I'm much better at taking criticism nowadays than a few years back, that goes for any type of criticism. Constructive criticism is nowadays appreciated and in a way I'm forcing myself to learn to take it. So far so good, although now I think I'm taking constructive criticism almost too serious. I get worried about all the wrong things I've done and try to figure out how to please everyone.
 
Having worked as an editor for many years, I think I have a good perspective on reviews of my writing. I understand that it's someone else's opinion, no more or less. I agree that the best feedback is specific and includes suggestion for revision, but recognize that most people are not trained to do that. Therefore, I consider every comment, even if it seems really off or unduly harsh. It's best to keep an open mind. Even the silliest flame comes from someone who read what I wrote--there may be some opportunity for me to learn and improve.

I really don't see a critique as a judgment of me or the value of my writing, but rather as an opportunity to improve. I take what I can use from it and reject what I cant.
 
I love honest feedback even if it's harsh. I do prefer to get nice intelligent feedback instead of the usual "Oh god you write hot stories you made me hard" Which i don't mind and it is flattering but I prefer to knwo what I could improve in my writing. *s*
 
Socrates said "Know thyself". Well, a lot of people have said he said that. He probably said something in Greek.

One thing I do know about myself is I'm impatient. My every urge is to HIT THE SUBMIT BUTTON AND GET IT IN AND WHY HAVEN'T THEY APPROVED IT YET?! I have to restrain myself, to make myself craft the sentences and see how the story flows. This is also largely because I tend to jerk off while writing and get distracted. I've only got 3 stories up so far, but I'm planning on working with the volunteer editor program because I do think I'd benefit from an outside perspective. I've only gotten good criticism so far and it's been the type of stuff that has given me food for thought on how I next want to write. I'm very interested in working with people who can help me craft it while it's in progress.

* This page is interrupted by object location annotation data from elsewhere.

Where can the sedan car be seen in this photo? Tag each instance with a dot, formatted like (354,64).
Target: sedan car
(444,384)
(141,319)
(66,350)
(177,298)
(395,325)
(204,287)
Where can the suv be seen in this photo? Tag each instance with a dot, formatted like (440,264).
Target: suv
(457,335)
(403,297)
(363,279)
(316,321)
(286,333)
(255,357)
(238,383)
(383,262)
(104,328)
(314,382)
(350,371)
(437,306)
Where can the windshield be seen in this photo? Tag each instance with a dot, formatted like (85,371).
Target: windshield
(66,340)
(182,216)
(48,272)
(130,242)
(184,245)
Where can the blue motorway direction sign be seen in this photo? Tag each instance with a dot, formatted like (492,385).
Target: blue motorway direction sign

I've yet to get any "you suck, why are you writing?" criticism, but I think I'll be okay. Growning up a near-friendless, book-reading heavy metal geek in black, drowning in an overly-coiffed, gold-chain-bedecked sea of semi-literate Brooklyn/Queens disco-victims during the 80s, I learned early that there are two types of people in this world.

There are those who have demonstrated that they care about me as a person, value my company, think I have something to offer, and in general want good things for me. These I call friends. I listen to them, speak with them, consult with them, and consider their perspectives, opinions, advice, and criticism as I pick and wend my way through life and I offer them the same and in this, all our lives are made better and stronger.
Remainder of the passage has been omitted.